Aging in place is leading Millennials to think about homebuying in a different way. Case in point, approximately 88% of Millennials who have student loan debt say they are thinking about purchasing a fixer-upper home.

Help may be on the way. According to Zillow, about a third of homes in the U.S. are owned by residents aged 60 and older. Throughout the 2020s and 2030s, Zillow said it expects the Boomer generation to create a “Silver Tsunami,” with more homes opening up on the market as they move out of these homes.

Between 2007 and 2017, about 730,000 homes were released back into the U.S. housing market each year by seniors age 60 and older. The expectation now is that between 2017 and 2027 that number will rise to 1.17 million per year, according to Zillow.

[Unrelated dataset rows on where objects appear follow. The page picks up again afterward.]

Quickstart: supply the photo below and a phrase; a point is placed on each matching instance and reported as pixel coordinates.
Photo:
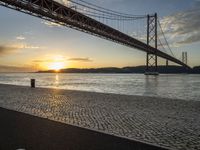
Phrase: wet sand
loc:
(159, 121)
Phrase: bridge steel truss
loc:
(58, 13)
(152, 60)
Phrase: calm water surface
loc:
(171, 86)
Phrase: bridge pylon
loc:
(151, 60)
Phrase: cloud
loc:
(62, 60)
(20, 37)
(4, 50)
(15, 48)
(80, 59)
(15, 69)
(183, 27)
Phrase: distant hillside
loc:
(137, 69)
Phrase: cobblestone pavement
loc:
(166, 122)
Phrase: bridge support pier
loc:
(151, 60)
(167, 62)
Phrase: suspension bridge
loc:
(111, 25)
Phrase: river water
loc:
(181, 86)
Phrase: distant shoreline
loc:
(128, 70)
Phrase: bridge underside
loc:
(58, 13)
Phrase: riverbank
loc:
(159, 121)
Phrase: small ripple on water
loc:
(170, 86)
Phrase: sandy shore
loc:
(166, 122)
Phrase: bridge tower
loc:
(151, 60)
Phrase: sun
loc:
(56, 66)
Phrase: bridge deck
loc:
(56, 12)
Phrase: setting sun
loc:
(56, 66)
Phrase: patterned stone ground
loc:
(166, 122)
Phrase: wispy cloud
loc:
(183, 27)
(20, 37)
(15, 48)
(77, 59)
(15, 69)
(80, 59)
(5, 50)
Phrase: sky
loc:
(28, 43)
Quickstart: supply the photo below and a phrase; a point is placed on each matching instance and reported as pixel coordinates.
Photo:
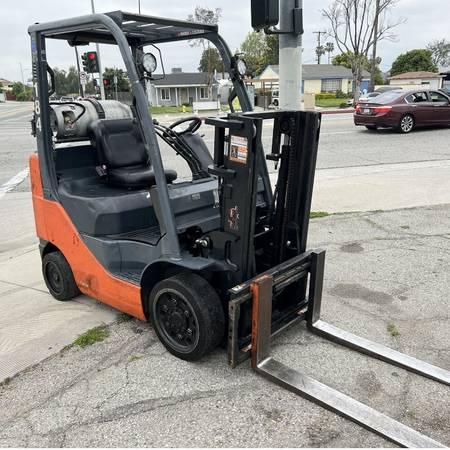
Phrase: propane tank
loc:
(71, 120)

Kushi said that despite this, the higher educated, older Millennials are actually skipping the “starter home” concept, and going straight to what used to be the upgrade home. But, that may be out of necessity more than anything else.

“Especially because the inventory on low tier homes and low price tier homes is so limited, some of the older Millennials are turning to that,” Kushi said. “In terms of style, I’ve read a lot about Millennials preferring more modern structures that come all ready to go, don’t have a lot of maintenance work required in them, as opposed to some of the Boomers homes which are much bigger and made for a larger family. First-time homebuyers probably are looking for something a little bit smaller close to the city closer and to amenities.”

A third issue is lack of knowledge and fear of the homebuying process. 75% of first-time Millennial homebuyers admit they’re overwhelmed by the process of buying a home, according to TD Bank. The most common misconception? The down payment. In many cases, the myth that homebuyers need to put at least 20% down to buy a home still persists.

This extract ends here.